Before taking up the detailed study of this problem, he discusses one of the most important of the methods used for making the diagnosis of dental infections–namely, the use of the Roentgen-rays. He assumes that it is currently believed that the actual conditions about teeth are largely as they appear to be in the roentgenograms. That this is not true he believes to be one of the greatest misfortunes which could possibly exist in relation to dental infections, since in them we are dealing with pathological states within vital structures, and therefore beyond the possibility of direct examination. The roentgenogram has been spoken of as the living postmortem.

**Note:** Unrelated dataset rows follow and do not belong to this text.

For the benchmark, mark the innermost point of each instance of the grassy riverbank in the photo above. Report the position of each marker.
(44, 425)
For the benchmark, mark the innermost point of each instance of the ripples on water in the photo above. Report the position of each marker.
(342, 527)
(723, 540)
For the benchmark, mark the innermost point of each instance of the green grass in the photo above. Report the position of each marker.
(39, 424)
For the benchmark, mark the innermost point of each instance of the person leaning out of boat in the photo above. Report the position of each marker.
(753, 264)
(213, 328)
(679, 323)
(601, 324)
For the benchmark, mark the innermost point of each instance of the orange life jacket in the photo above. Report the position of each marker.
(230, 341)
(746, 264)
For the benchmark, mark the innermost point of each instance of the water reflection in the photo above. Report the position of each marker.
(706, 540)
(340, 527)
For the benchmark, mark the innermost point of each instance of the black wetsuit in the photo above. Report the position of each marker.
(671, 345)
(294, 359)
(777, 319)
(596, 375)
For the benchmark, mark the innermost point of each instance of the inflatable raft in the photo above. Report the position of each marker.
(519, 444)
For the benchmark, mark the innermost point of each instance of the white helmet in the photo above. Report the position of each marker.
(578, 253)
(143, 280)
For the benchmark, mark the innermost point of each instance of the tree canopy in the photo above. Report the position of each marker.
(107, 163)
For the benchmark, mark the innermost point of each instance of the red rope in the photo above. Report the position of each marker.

The author states that we would not presume to photograph a dog behind a tree for most obvious reasons, yet we do presume to make roentgenograms of the various structures, such as roots of teeth behind other roots, or behind such dense bones as the malar bone, and of rarefied areas behind zones of condensed structure, without the information that would make possible the correction necessary for the intervening obstruction. This is abundantly demonstrated by illustrations comparing the roentgenogram with the actual photographic appearance of various conditions that we are called upon to interpret and differentiate.
The above sketch suggests the line of discussion in the first five chapters; the other thirty-nine take up similarly various involved factors. The interpretations of these forty-four chapters are given in nine chapters, 45 to 56, and the general summary is presented in Chapter 57 of Volume I. Volume II presents the application of these principles to a large number of cases in which the various lesions are grouped for consecutive consideration.